Kampala, Uganda | THE INDEPENDENT | Following several failed attempts to fight poverty, Mpigi district authorities have resorted to mushroom growing to reduce the high poverty and unemployment rates among youths.
The district authorities are encouraging youth groups and other community members to start mushroom growing projects with promises of helping access central government support through the Youth Livelihood and Uganda Entrepreneurs programs.
The Mpigi district commercial officer, Ronald Kazibwe and district production coordinator, Patrick Sserwadda told members of Mpigi town youth development project on Tuesday evening, that they zeroed in on mushroom growing after realizing that in addition to the increasing population, youths haven’t satisfactorily responded to government programs aimed at fighting poverty.
The district intends to facilitate mushroom growers produce quality and reasonable quantities of mushrooms to help them earn a decent living.

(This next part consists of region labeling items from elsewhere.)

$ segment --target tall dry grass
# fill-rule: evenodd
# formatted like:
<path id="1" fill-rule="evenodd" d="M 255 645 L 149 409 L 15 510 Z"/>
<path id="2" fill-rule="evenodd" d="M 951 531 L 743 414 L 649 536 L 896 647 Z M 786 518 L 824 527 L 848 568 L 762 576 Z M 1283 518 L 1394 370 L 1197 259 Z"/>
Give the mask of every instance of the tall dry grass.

Mpigi town youth development project has also already linked to the Department of Plant sciences, microbiology and biotechnology of Makerere University for guidance and provision of techniques that can help them achieve their goal.
With funding from the Private Sector Foundation and World Bank, a number of instructors have imparted skills of mushroom growing and preservation among the youths to help them reach greater heights.

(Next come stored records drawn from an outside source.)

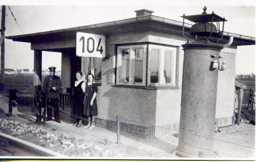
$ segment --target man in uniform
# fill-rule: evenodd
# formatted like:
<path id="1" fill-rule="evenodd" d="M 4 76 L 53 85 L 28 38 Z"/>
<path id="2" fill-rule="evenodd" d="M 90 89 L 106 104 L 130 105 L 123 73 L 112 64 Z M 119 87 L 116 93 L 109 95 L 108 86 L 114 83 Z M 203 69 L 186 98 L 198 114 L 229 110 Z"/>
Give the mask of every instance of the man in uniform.
<path id="1" fill-rule="evenodd" d="M 60 96 L 59 91 L 61 88 L 61 81 L 58 77 L 55 75 L 55 67 L 51 66 L 48 68 L 50 75 L 47 76 L 44 79 L 42 87 L 42 91 L 43 94 L 46 95 L 47 105 L 54 108 L 55 121 L 60 123 L 61 122 L 60 120 L 58 103 Z M 52 109 L 47 106 L 46 121 L 52 120 Z"/>

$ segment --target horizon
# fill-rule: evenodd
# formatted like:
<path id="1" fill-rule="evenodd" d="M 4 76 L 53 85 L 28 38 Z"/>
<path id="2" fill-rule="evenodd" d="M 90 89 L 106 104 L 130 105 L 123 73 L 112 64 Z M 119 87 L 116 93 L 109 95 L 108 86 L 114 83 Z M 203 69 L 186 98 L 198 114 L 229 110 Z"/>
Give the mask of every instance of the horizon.
<path id="1" fill-rule="evenodd" d="M 108 4 L 102 3 L 99 6 L 94 2 L 78 3 L 76 5 L 71 4 L 73 3 L 68 5 L 65 5 L 65 3 L 62 5 L 55 4 L 58 6 L 24 3 L 23 6 L 10 6 L 18 26 L 6 6 L 6 14 L 8 16 L 6 17 L 6 29 L 5 34 L 6 36 L 26 34 L 125 20 L 134 17 L 136 16 L 134 11 L 143 8 L 154 11 L 153 15 L 181 22 L 180 16 L 184 13 L 186 15 L 200 14 L 206 5 L 207 13 L 214 11 L 228 20 L 225 23 L 225 32 L 255 37 L 255 4 L 253 6 L 248 5 L 249 3 L 246 3 L 248 1 L 236 2 L 236 0 L 233 1 L 232 4 L 222 2 L 220 3 L 222 6 L 212 6 L 212 3 L 204 1 L 202 3 L 198 0 L 193 2 L 192 6 L 187 6 L 189 3 L 186 6 L 181 3 L 182 1 L 174 5 L 177 6 L 174 6 L 169 1 L 166 1 L 165 5 L 151 1 L 146 6 L 143 3 L 144 0 L 133 3 L 135 5 L 133 4 L 132 1 L 131 0 L 129 3 L 122 2 L 113 3 L 111 0 Z M 116 9 L 112 9 L 116 6 Z M 173 9 L 170 10 L 170 8 Z M 191 23 L 190 22 L 186 23 Z M 34 51 L 30 49 L 30 43 L 6 39 L 5 41 L 5 68 L 16 69 L 21 67 L 22 69 L 28 68 L 31 71 L 34 68 Z M 237 47 L 236 75 L 256 73 L 255 47 L 255 45 Z M 42 68 L 53 66 L 61 70 L 61 53 L 43 51 Z"/>

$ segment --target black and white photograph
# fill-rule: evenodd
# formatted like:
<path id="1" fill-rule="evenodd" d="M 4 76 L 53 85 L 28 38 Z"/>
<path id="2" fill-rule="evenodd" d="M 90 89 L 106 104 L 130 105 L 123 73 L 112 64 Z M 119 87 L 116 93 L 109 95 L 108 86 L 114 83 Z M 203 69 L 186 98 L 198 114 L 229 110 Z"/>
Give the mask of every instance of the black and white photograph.
<path id="1" fill-rule="evenodd" d="M 0 2 L 0 161 L 255 160 L 253 0 Z"/>

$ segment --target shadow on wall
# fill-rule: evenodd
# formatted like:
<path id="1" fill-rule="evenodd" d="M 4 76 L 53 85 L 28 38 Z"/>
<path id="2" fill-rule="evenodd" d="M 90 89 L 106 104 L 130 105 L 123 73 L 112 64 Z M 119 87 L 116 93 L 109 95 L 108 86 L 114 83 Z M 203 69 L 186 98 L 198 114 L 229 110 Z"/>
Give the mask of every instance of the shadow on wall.
<path id="1" fill-rule="evenodd" d="M 102 94 L 100 95 L 102 100 L 97 101 L 97 103 L 100 102 L 101 107 L 103 107 L 104 110 L 99 109 L 99 114 L 101 112 L 105 113 L 103 115 L 112 117 L 107 117 L 112 121 L 116 121 L 115 115 L 118 114 L 120 122 L 151 126 L 147 123 L 155 122 L 156 108 L 154 105 L 156 104 L 156 99 L 156 99 L 156 91 L 112 87 L 113 71 L 111 68 L 102 73 L 103 79 L 107 80 L 108 83 L 102 85 Z"/>

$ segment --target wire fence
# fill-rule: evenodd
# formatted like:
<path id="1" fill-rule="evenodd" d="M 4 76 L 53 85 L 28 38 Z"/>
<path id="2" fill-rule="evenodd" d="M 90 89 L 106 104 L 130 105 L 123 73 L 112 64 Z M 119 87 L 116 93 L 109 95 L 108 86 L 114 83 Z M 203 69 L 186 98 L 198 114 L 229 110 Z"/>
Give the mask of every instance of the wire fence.
<path id="1" fill-rule="evenodd" d="M 47 101 L 47 102 L 50 102 L 49 101 Z M 59 103 L 55 103 L 58 104 L 58 105 L 59 105 Z M 49 105 L 47 105 L 47 104 L 46 104 L 45 103 L 44 103 L 43 105 L 45 105 L 46 106 L 48 106 L 49 108 L 53 108 L 53 109 L 56 109 L 53 108 L 52 107 L 50 106 Z M 71 104 L 71 106 L 72 106 L 72 104 Z M 67 106 L 68 107 L 70 108 L 74 108 L 74 109 L 77 108 L 75 108 L 71 106 L 69 106 L 69 105 L 68 105 Z M 82 110 L 82 109 L 80 109 L 80 110 Z M 73 115 L 73 114 L 71 114 L 70 113 L 67 113 L 66 112 L 64 112 L 64 111 L 62 111 L 60 110 L 58 110 L 58 111 L 60 112 L 61 112 L 62 113 L 65 114 L 68 114 L 68 115 L 72 115 L 72 116 L 75 117 L 76 117 L 76 118 L 77 118 L 78 119 L 80 119 L 84 120 L 87 121 L 88 121 L 88 122 L 92 122 L 91 121 L 90 121 L 90 120 L 88 120 L 88 119 L 85 119 L 84 118 L 81 118 L 80 117 L 78 117 L 78 116 Z M 151 125 L 151 124 L 148 124 L 148 123 L 143 123 L 143 122 L 139 122 L 139 121 L 135 121 L 135 120 L 131 120 L 131 119 L 125 119 L 125 118 L 121 118 L 121 117 L 117 117 L 117 118 L 116 118 L 116 115 L 111 116 L 111 115 L 106 115 L 106 114 L 100 114 L 100 115 L 105 115 L 105 116 L 110 117 L 112 119 L 113 119 L 113 120 L 112 120 L 113 121 L 115 122 L 116 122 L 116 120 L 118 120 L 118 119 L 122 119 L 124 121 L 133 122 L 137 122 L 137 123 L 141 123 L 141 124 L 143 124 L 144 125 L 148 125 L 148 126 L 153 126 L 153 127 L 154 127 L 155 128 L 161 128 L 162 129 L 165 129 L 166 131 L 173 131 L 177 132 L 178 134 L 180 134 L 180 133 L 182 133 L 183 134 L 187 134 L 192 135 L 193 135 L 193 136 L 198 136 L 198 137 L 202 137 L 202 138 L 207 138 L 208 139 L 212 139 L 212 140 L 215 140 L 215 141 L 219 141 L 219 142 L 225 142 L 225 143 L 226 143 L 227 144 L 233 145 L 234 145 L 235 146 L 239 146 L 244 147 L 244 148 L 248 148 L 251 149 L 253 150 L 253 151 L 255 151 L 255 148 L 253 148 L 253 147 L 251 147 L 245 146 L 245 145 L 241 145 L 238 144 L 237 144 L 237 143 L 231 142 L 230 142 L 225 141 L 223 141 L 223 140 L 220 140 L 220 139 L 215 139 L 215 138 L 210 138 L 210 137 L 209 137 L 204 136 L 201 136 L 201 135 L 198 135 L 198 134 L 193 134 L 189 133 L 188 133 L 188 132 L 183 132 L 183 131 L 180 132 L 179 131 L 176 131 L 176 130 L 173 130 L 173 129 L 170 129 L 170 128 L 164 128 L 161 127 L 161 126 L 159 126 L 154 125 Z M 115 128 L 115 127 L 107 125 L 105 125 L 105 124 L 103 124 L 102 123 L 100 123 L 97 122 L 94 122 L 96 124 L 99 124 L 99 125 L 102 125 L 102 126 L 105 126 L 105 127 L 106 127 L 107 128 L 111 128 L 112 129 L 113 129 L 114 130 L 116 130 L 116 131 L 117 132 L 118 132 L 119 131 L 119 128 Z M 178 142 L 177 142 L 177 141 L 169 140 L 168 140 L 168 139 L 164 139 L 163 138 L 159 138 L 159 137 L 158 138 L 159 139 L 161 139 L 161 140 L 165 140 L 165 141 L 167 141 L 171 142 L 176 142 L 176 143 L 179 143 Z M 189 145 L 186 144 L 186 143 L 180 142 L 180 142 L 179 144 L 180 144 L 186 145 L 189 145 L 189 146 L 192 146 L 192 147 L 195 147 L 195 148 L 200 148 L 200 149 L 202 149 L 202 150 L 206 150 L 206 151 L 212 151 L 212 152 L 217 153 L 220 153 L 220 154 L 221 154 L 226 155 L 227 155 L 227 156 L 231 156 L 234 157 L 238 157 L 238 158 L 241 157 L 237 156 L 238 155 L 230 155 L 230 154 L 229 154 L 225 153 L 221 153 L 221 152 L 216 152 L 216 151 L 212 151 L 212 150 L 208 150 L 208 149 L 206 149 L 205 148 L 200 148 L 200 147 L 197 147 L 197 146 L 194 146 L 194 145 Z"/>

David Muhereza Begumya, a senior technician at the College of Natural Sciences at Makerere University was among the experts tasked to sharpen the youths in Mpigi district on how to grow and process quality products from mushrooms.
Ssozi Bagenda, the chairperson Mpigi town youth development project, says in addition to the availability of ready market within the community, mushroom growing would make it easy for them to earn a living since it is done in an enclosure that doesn’t necessarily require huge land.